Types of adaptive trials

Types of adaptive design Description Objective of design
Dose finding Data is reported and extracted in interim reports in as short a time as possible, if technology allows this can be done in close to real time. The data is reviewed as it accumulates and then decisions can be taken and implemented on lowering or raising doses as determined in protocol. It is adaptive as there will not have been a set point where the dose is changed; the design is purposefully flexible and adaptive. To avoid giving therapeutic doses, or to overdose.
Response adapting Safety and efficacy data are captured as near to live as possible and further participants are randomized according to outcome of earlier participants. Some have called this a “play-the-winner” approach as subsequent participants are assigned to the treatment arm that has the best efficacy or fewer side effects. To reduce exposure to an ineffective arm or to side effects.

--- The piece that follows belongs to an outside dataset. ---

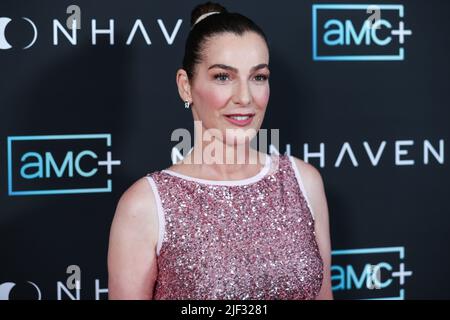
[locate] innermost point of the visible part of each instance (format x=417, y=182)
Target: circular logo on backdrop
x=12, y=291
x=4, y=44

Amending sample size Sample sizes are based on assumptions and often there is too little information available that allow for accurate assumptions to be made.7 Therefore, many protocols set a sample size that may be too high or too small. The former results in a trial that exposes participants needless once the question has been answered and the latter results in the trial being unable to answer the question. In an adaptive design the limitation on the power calculations are acknowledged and as the trial begins to inform that assumption so the power calculation can be amended. Allow the trial to run until the question has been answered and to avoid exposing participants to an experimental therapy unnecessarily.